Let's say you find an API endpoint that returns product data. You can call it directly with the requests library.


import requests
import json

# The API endpoint found in Network tab
api_url = 'https://example.com/api/products'
# Headers often needed for AJAX requests
headers = {
    'X-Requested-With': 'XMLHttpRequest',
    'User-Agent': 'Mozilla/5.0'
}
# Possible query parameters
params = {
    'page': 1,
    'limit': 50
}

response = requests.get(api_url, headers=headers, params=params)
if response.status_code == 200:
    products = response.json()  # Parse JSON response
    for product in products:
        print(f"Product: {product.get('name')}, Price: {product.get('price')}")
else:
    print(f"Request failed with status {response.status_code}")


Product: Laptop, Price: 999.99
Product: Mouse, Price: 24.99
Product: Keyboard, Price: 79.99

This method is fast and gets clean data. It avoids parsing HTML altogether. It is the preferred method for scraping AJAX content.

When making many requests, be respectful. To learn how to avoid being blocked, read Avoid Getting Blocked While Scraping BeautifulSoup.

Strategy 3: Use a Headless Browser (Last Resort)

Sometimes, data is too complex to extract. It might be generated by convoluted JavaScript. In these rare cases, use a headless browser.

Tools like Selenium or Playwright can control a real browser. They execute JavaScript and render the full page. Then you can parse the final HTML with BeautifulSoup.

This method is slow and resource-heavy. Use it only when the first two strategies fail. It should be your last option.

Example: Selenium with BeautifulSoup


from selenium import webdriver
from selenium.webdriver.common.by import By
from selenium.webdriver.support.ui import WebDriverWait
from selenium.webdriver.support import expected_conditions as EC
from bs4 import BeautifulSoup
import time

# Setup Selenium driver (ensure you have the correct driver installed)
driver = webdriver.Chrome()  # Or use Firefox, etc.
driver.get("https://example.com/infinite-scroll-page")

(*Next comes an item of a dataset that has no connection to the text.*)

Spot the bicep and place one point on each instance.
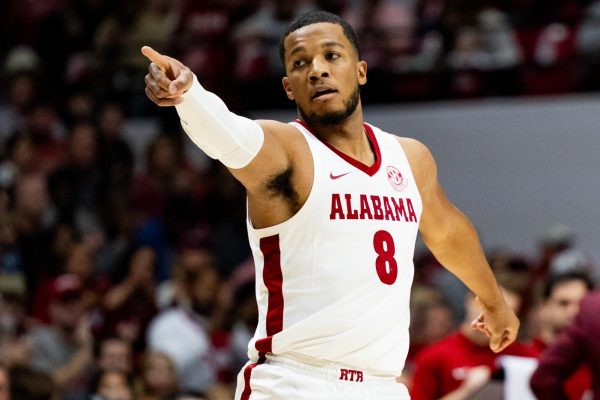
(438, 212)
(273, 156)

# Wait for dynamic content to load
try:
    # Wait for a specific element that appears after AJAX load
    element = WebDriverWait(driver, 10).until(
        EC.presence_of_element_located((By.CLASS_NAME, "product-item"))
    )
    # Optional: Scroll to trigger more AJAX loads
    driver.execute_script("window.scrollTo(0, document.body.scrollHeight);")
    time.sleep(2)  # Let new content load
finally:
    # Get the final page source
    page_source = driver.page_source
    driver.quit()

# Now parse with BeautifulSoup
soup = BeautifulSoup(page_source, 'html.parser')
products = soup.find_all('div', class_='product-item')
for product in products:
    name = product.find('h3').text
    print(name)

This script uses Selenium to load the page and wait for content. It then passes the HTML to BeautifulSoup for parsing. It is powerful but inefficient for large-scale tasks.

For large projects, consider the best practices outlined in BeautifulSoup Large-Scale Scraping Best Practices.

Conclusion

Scraping AJAX content requires a shift in thinking. Do not fight the missing HTML. Look for the source of the data.

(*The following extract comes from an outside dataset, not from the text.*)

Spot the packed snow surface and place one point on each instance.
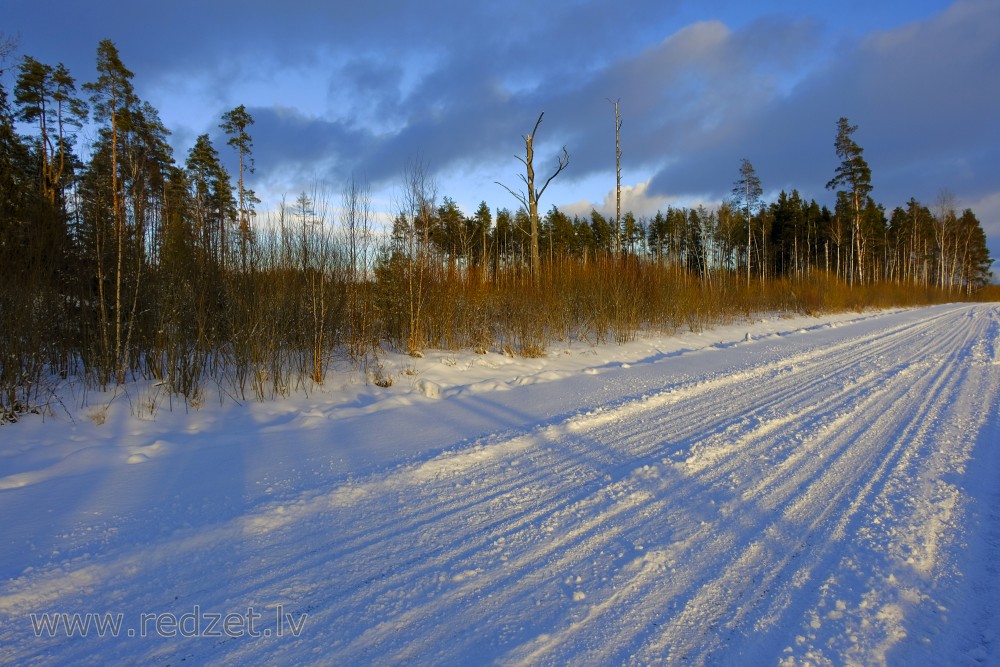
(794, 491)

The best approach is to find and call the underlying API directly. It is fast, reliable, and gets clean data.

If the data is embedded in a script tag, use regex to extract the JSON. Use a headless browser only as a final, last-resort solution.

Always check the website's robots.txt and terms of service. Scrape responsibly and ethically. Use delays between requests to avoid overloading servers.

With these techniques, you can scrape almost any dynamic website. Combine BeautifulSoup with smart network analysis for success.